Kate Kosmac, Ph.D. is a research assistant professor in the physical therapy department and works within Dr. Charlotte Peterson’s lab. Dr. Kosmac received her B.S. in biology at the University of Pittsburgh and her Ph.D in neuroscience at the University of Alabama Birmingham. Dr. Kosmac has background expertise performing histological and immunohistochemical (IHC) tissue characterization, utilizing wide field and confocal microscopy techniques and quantifying fluorescently labeled structures from digital images. She joined Dr. Peterson’s lab in 2015 and began applying her technical knowledge to ongoing projects aimed at understanding mechanisms of skeletal muscle adaptation to exercise, aging, frailty and disease.
As a research assistant professor with a background in both neuroscience and immunology, my experience identifying and characterizing monocyte and macrophage populations, have helped develop my primary research goal of understanding macrophage functions during skeletal muscle adaptations to exercise, aging and disease. Macrophages are highly adaptable immune cells with known roles in skeletal muscle repair and regeneration following acute injury. However, relatively little is known regarding resident muscle macrophage functions during muscle perturbations and mobility loss associated with aging or chronic injury associated with disease. Furthermore, describing how muscle macrophages may influence metabolic responses in muscle under disease conditions may shed light on new mechanisms underlying disease associated losses in muscle mass and subsequent diminutions in muscle function and mobility. Understanding skeletal muscle macrophage functions that ameliorate or exacerbate disease may lead to new therapeutic approaches capable of effectively preventing or restoring diminished muscle function.

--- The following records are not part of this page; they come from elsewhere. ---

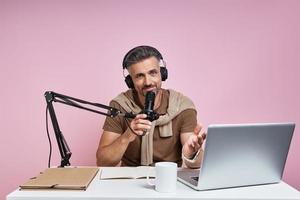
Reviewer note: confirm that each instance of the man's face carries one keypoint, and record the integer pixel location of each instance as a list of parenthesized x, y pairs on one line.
[(146, 76)]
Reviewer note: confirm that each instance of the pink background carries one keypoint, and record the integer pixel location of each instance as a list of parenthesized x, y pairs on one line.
[(238, 60)]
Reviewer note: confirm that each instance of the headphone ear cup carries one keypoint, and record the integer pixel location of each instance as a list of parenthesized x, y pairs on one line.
[(164, 73), (129, 82)]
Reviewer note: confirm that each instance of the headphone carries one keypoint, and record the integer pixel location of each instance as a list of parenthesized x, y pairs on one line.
[(162, 64)]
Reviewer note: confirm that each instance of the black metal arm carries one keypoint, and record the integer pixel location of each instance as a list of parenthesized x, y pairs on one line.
[(51, 97)]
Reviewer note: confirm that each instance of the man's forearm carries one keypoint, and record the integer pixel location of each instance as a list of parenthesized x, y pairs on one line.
[(111, 155)]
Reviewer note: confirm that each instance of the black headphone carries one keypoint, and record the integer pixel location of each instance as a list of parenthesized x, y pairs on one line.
[(163, 69)]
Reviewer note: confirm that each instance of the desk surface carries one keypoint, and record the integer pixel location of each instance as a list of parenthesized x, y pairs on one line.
[(138, 189)]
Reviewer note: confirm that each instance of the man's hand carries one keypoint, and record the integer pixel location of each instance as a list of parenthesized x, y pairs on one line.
[(194, 142), (139, 126)]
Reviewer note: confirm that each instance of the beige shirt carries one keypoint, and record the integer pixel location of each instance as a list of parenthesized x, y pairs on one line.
[(164, 149)]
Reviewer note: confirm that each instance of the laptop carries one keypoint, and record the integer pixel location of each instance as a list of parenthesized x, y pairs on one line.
[(241, 155)]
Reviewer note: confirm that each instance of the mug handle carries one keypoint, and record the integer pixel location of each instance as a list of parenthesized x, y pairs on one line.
[(152, 183)]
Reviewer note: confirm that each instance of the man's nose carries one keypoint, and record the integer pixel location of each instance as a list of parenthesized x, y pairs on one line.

Additionally, I participate in an ongoing collaboration with Northwestern University focused on understanding cellular and molecular mechanisms of skeletal muscle underlying diminished function and mobility loss with peripheral artery disease (PAD). PAD is common, affecting over 200 million people worldwide, and results in disability and loss of independence. PAD is hemodynamic in origin; however, skeletal muscle changes within the gastrocnemius (calf) have been documented and damage to calf muscle is recognized as a significant contributor to functional impairment. In collaboration with Dr. Mary McDermott and her team at Northwestern, we have identified novel cellular and morphological characteristics within the gastrocnemius muscle of patients with PAD. Identifying how muscle phenotype may predict individual patient responses to targeted intervention strategies, particularly exercise, will strengthen our understanding of personalized interventions most likely to produce effective, durable outcomes for patients suffering from PAD.